Pourquoi me direz-vous ? Tout bêtement parce que l’Aveyron est un pays vert, accueillant, où la table est fort bien garnie d’une cuisine simple, nature, de caractère et goûteuse. La recherche de l’authentique sans les fioritures de ceux qui le vendent au mètre, sur affiche ou papier glacé, conduisent ceux qui mettent leurs actes en harmonie avec leurs paroles à y venir d’un coup d’aile ou via le viaduc de Millau. Certes tout n’est pas parfait en Aveyron, mais sous l’impulsion d’hommes comme André Valadier et Christian Valette qui font leurs produits à la fois avec leur cœur mais aussi avec le souci de générer et de garder de la valeur au pays, la tendance productive pourra s’infléchir. Loin des batailles médiatiques qui servent plus le cursus politique de certains, celle-ci est plus modeste, moins spectaculaire, mais bien plus en phase avec une réelle demande sociale. Faire de bons produits, les faire apprécier in situ tout en les mettant à la portée des urbains comme l’a montré la mise en avant au restaurant du Ministère de l’Agriculture, rue Barbet de Jouy, des produits de la filière bleue, blanc, cœur. La bataille du mieux manger se gagnera de cette matière intelligente et pragmatique. J’y reviendrai dans une future chronique.
Et les vins dans tout cela ? On pourrait me rétorquer que cette belle mosaïque de plateaux entaillées par de multiples cours d’eau, avec de terribles dénivellations, où les parcelles sont forcément petites, à hauteur d’home, sans jamais écraser le paysage, n’est pas forcément synonyme de bons vins. J’en conviens mais cette poignée d’hectares 20 pour le VDQS d’Entraygues et de Fel, 19 pour le VDQS d’Estaing, 57 pour les Côtes de Millau, 200 pour l’AOC Marcillac et quelques arpents pour les anciens vins de pays de l’Aveyron, a de l’avenir et si, les droits de plantation de la vigne venaient à ouvrir un peu plus la porte, non pas à la libéralisation – sacrilège absolu pour tous les libéraux de la vigne – à une gestion plus intelligente de l’adaptation de l’offre à une réelle demande marchande, ces ont de l’avenir par leur bonne adéquation avec l’image de leur pays. Bien sûr ce ne sont pas des grands vins mais des vins qui seront bus et qui rendront joyeux et heureux ceux qui les auront bus. Le vin n’est pas qu’un produit d’admiration, d’adulation pour grands amateurs c’est, ou ça devrait être avant tout un produit de partage et de convivialité.

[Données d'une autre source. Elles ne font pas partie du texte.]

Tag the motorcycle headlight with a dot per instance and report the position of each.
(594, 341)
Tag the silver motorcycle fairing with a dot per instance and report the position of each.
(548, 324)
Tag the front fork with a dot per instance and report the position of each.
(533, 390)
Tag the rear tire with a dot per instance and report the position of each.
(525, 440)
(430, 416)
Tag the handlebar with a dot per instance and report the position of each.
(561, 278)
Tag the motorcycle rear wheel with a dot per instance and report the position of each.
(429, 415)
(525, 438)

Alors, comme ce n’est pas profession, je mets au défi les dégustateurs patentés d’aller trainer leur longs nez dans les chais aveyronnais. Pour ce faire je leur joins, les cartes et la liste des vignerons. Paris-Rodez est desservi par Air France la virée peut se faire en deux ou trois jours. Pas un très gros investissement pour nos revues spécialisées, faisable non ! Pour ma part j’ai chroniqué sur un humble vin de pays celui de Patrick Rols link et si certains audacieux veulent se risquer jusqu’en Aveyron je peux leur servir de GO, le service étant compris bien sûr. Au plaisir de vous lire chers confrères.